2. To find out, iterate the process above $k$ times.

This property allows us to find where the previous suffix is stored in the suffix array from the Burrows-Wheeler transformed text and the Occ table. To compute a value of the suffix array on demand, we just have to iterate this procedure, computing the position of the previous suffix at each step until this position is a multiple of 32. At that point the value of the suffix array is known, and so is the position of the query in the text. Each step of this procedure takes two memory accesses, one in the Burrows-Wheeler transformed text and one in the Occ table. Since we need 32 attempts on average to find a position that is a multiple of 32, we need on average 64 memory accesses to compute the values of the suffix array (each step consists of one memory access in the Occ table and one memory access in the Burrows-Wheeler transformed text). For the human genome, the size of the down-sampled suffix array is 400 MB and that of the Burrows-Wheeler transformed text is 800 MB.

The total size of this index is 4.4 GB. Obviously, it is possible to further down-sample the Occ table and the suffix array, at the cost of increasing memory accesses. Compressing the binary representation of the Occ table is also possible, but it requires more advanced knowledge of succinct data structures. With the index above, counting the occurrences of a query of length $k$ requires $2k$ memory accesses and knowing the position of each of them requires 64 memory accesses. For a unique 25-mer, this is about a hundred memory accesses or approximately 10 µs (in practice much less when the cache is hot). With this method, we can process millions of queries. The memory footprint is rather high, but not for the kind of workstation that is routinely found in a bioinformatics laboratory.

### Epilogue

The most natural application of Burrows-Wheeler indexing is to perform the seeding step of the DNA alignment problem. For instance, the popular mapper BWA uses the compression methods presented above. It is interesting to note that direct bisection on the suffix array has become a competitive algorithm as computers gained memory (the STAR mapper takes this approach). It costs only 64 memory accesses to find all the occurrences of a query in the human genome, vs that many per occurrence in the algorithm with compressed indexes.

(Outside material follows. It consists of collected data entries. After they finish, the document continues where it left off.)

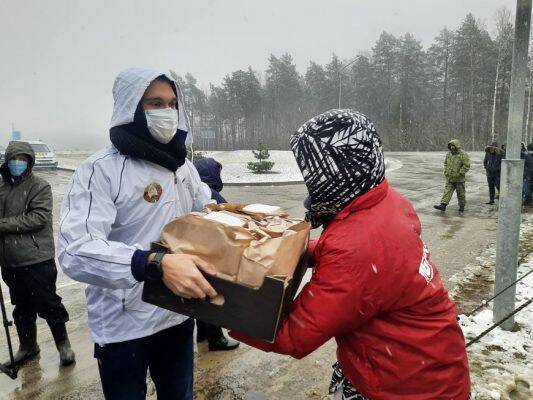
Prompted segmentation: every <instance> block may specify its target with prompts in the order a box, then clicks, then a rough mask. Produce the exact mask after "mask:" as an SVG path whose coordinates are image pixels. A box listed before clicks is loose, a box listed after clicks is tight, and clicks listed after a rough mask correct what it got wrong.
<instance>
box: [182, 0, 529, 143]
mask: <svg viewBox="0 0 533 400" xmlns="http://www.w3.org/2000/svg"><path fill="white" fill-rule="evenodd" d="M494 18H495V32H493V33H492V34H491V33H489V32H488V30H487V29H486V28H485V27H484V25H483V23H482V22H481V21H479V20H477V19H476V18H475V17H474V15H472V14H468V15H467V16H466V17H465V19H464V20H463V21H462V22H461V23H460V25H459V26H458V27H457V28H456V29H449V28H446V27H445V28H443V29H442V30H441V31H440V33H439V35H438V36H437V37H436V38H435V39H434V40H433V42H432V44H431V45H430V46H429V47H428V48H424V47H423V46H422V44H421V42H420V41H419V40H417V39H416V38H415V37H413V35H411V34H410V33H405V34H404V35H403V36H399V37H397V36H394V35H392V34H390V33H387V32H383V33H382V34H381V35H380V37H379V39H378V40H377V42H376V43H375V45H374V47H373V48H372V49H371V50H369V51H367V52H363V53H356V54H355V55H354V57H353V58H351V59H348V60H341V59H339V58H338V57H337V56H336V55H333V57H332V59H331V61H330V62H329V63H327V64H325V65H320V64H318V63H315V62H312V61H311V62H310V63H309V65H308V66H307V69H306V71H305V74H303V75H302V74H300V73H299V72H298V70H297V67H296V65H295V63H294V60H293V58H292V57H291V55H290V54H283V55H281V56H275V55H271V56H270V58H269V59H268V68H267V69H266V71H264V72H258V71H255V70H253V69H252V68H251V67H248V68H247V69H243V70H238V71H234V72H231V73H229V74H227V75H226V76H225V78H224V79H223V82H222V83H221V84H220V85H210V90H209V92H208V93H205V92H204V91H202V90H201V89H200V88H199V87H198V84H197V80H196V78H195V77H194V76H193V75H192V74H190V73H187V74H186V75H185V76H183V77H180V80H181V86H182V88H183V92H184V97H185V101H186V104H187V107H188V112H189V117H190V121H191V125H192V129H193V132H194V133H195V147H196V148H197V149H202V150H213V149H217V150H238V149H253V148H255V147H256V143H257V142H258V141H259V140H262V141H264V142H265V144H266V145H267V146H268V147H269V148H270V149H288V142H289V137H290V135H291V134H292V133H293V132H294V131H295V130H296V129H297V128H298V127H299V126H300V125H301V124H302V123H304V122H305V121H307V120H308V119H309V118H311V117H313V116H314V115H316V114H319V113H321V112H324V111H327V110H329V109H332V108H337V106H338V102H339V82H341V102H342V103H341V105H342V108H352V109H355V110H358V111H360V112H362V113H364V114H366V115H367V116H369V117H370V118H371V119H372V120H373V121H374V123H375V125H376V127H377V129H378V132H379V133H380V135H381V137H382V140H383V143H384V146H385V148H386V149H387V150H404V151H415V150H419V151H424V150H443V149H445V146H446V144H447V143H448V141H449V140H450V139H451V138H458V139H460V140H461V141H462V142H463V146H464V147H465V148H466V149H468V150H482V149H483V148H484V147H485V146H486V145H487V143H489V142H491V141H492V140H493V139H495V140H498V141H499V142H500V143H501V142H503V141H504V140H505V137H506V134H507V110H508V100H509V89H510V83H511V82H510V81H511V64H512V52H513V36H514V26H513V16H512V14H511V12H510V10H508V9H507V8H501V9H499V10H498V11H497V12H496V14H495V17H494ZM346 40H349V38H347V39H346ZM531 64H532V63H531V62H530V67H529V74H528V84H527V88H526V93H525V95H526V101H525V109H524V113H525V118H524V127H523V131H524V141H527V142H531V141H532V133H533V127H532V125H533V119H532V116H531V108H532V107H531V96H532V93H531V86H532V80H533V67H532V65H531Z"/></svg>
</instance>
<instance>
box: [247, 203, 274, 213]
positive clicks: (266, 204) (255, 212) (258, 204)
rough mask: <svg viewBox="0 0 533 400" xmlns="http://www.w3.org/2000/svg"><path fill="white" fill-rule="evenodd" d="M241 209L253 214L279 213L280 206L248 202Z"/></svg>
mask: <svg viewBox="0 0 533 400" xmlns="http://www.w3.org/2000/svg"><path fill="white" fill-rule="evenodd" d="M242 211H244V212H248V213H253V214H265V215H279V213H280V211H281V207H278V206H269V205H267V204H250V205H247V206H246V207H243V209H242Z"/></svg>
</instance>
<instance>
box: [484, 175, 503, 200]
mask: <svg viewBox="0 0 533 400" xmlns="http://www.w3.org/2000/svg"><path fill="white" fill-rule="evenodd" d="M487 183H488V184H489V198H490V200H491V201H494V199H495V198H496V189H498V192H499V191H500V175H499V174H498V175H492V174H491V175H488V174H487Z"/></svg>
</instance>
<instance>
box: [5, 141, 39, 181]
mask: <svg viewBox="0 0 533 400" xmlns="http://www.w3.org/2000/svg"><path fill="white" fill-rule="evenodd" d="M17 154H24V155H27V156H28V157H29V158H30V164H29V165H28V169H27V170H26V172H24V174H23V175H22V176H23V177H24V176H27V175H29V174H30V172H31V170H32V169H33V166H34V165H35V152H34V151H33V149H32V148H31V146H30V144H29V143H28V142H22V141H18V140H14V141H11V142H9V144H8V145H7V149H6V153H5V158H4V160H5V161H4V163H3V164H2V166H1V167H0V174H1V175H2V177H3V178H4V179H7V178H11V173H10V172H9V169H8V167H7V162H8V161H9V160H11V159H12V158H13V157H14V156H16V155H17Z"/></svg>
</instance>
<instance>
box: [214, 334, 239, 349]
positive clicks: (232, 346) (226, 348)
mask: <svg viewBox="0 0 533 400" xmlns="http://www.w3.org/2000/svg"><path fill="white" fill-rule="evenodd" d="M239 345H240V342H237V341H236V340H233V339H229V338H227V337H225V336H224V335H222V337H220V338H218V339H216V340H209V351H228V350H233V349H236V348H237V347H239Z"/></svg>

The weakness of the bisection method is that it still takes 64 accesses to know that a sequence is absent vs about 32 with compressed indexes. Other issues to consider are that the backward search has a good cache performance and that some recent developments such as the bi-directional Burrows-Wheeler transform give an edge to compression-based methods.

It is also worth mentioning that the Burrows-Wheeler transform is exceptionally well adapted to indexing the human genome. It gives simple algorithms for sub-string queries, and compressing the Occ table is most efficient on small alphabets. For proteins or natural languages, one would use indexes adapted to bigger alphabet, such as wavelet trees, or word-based indexes.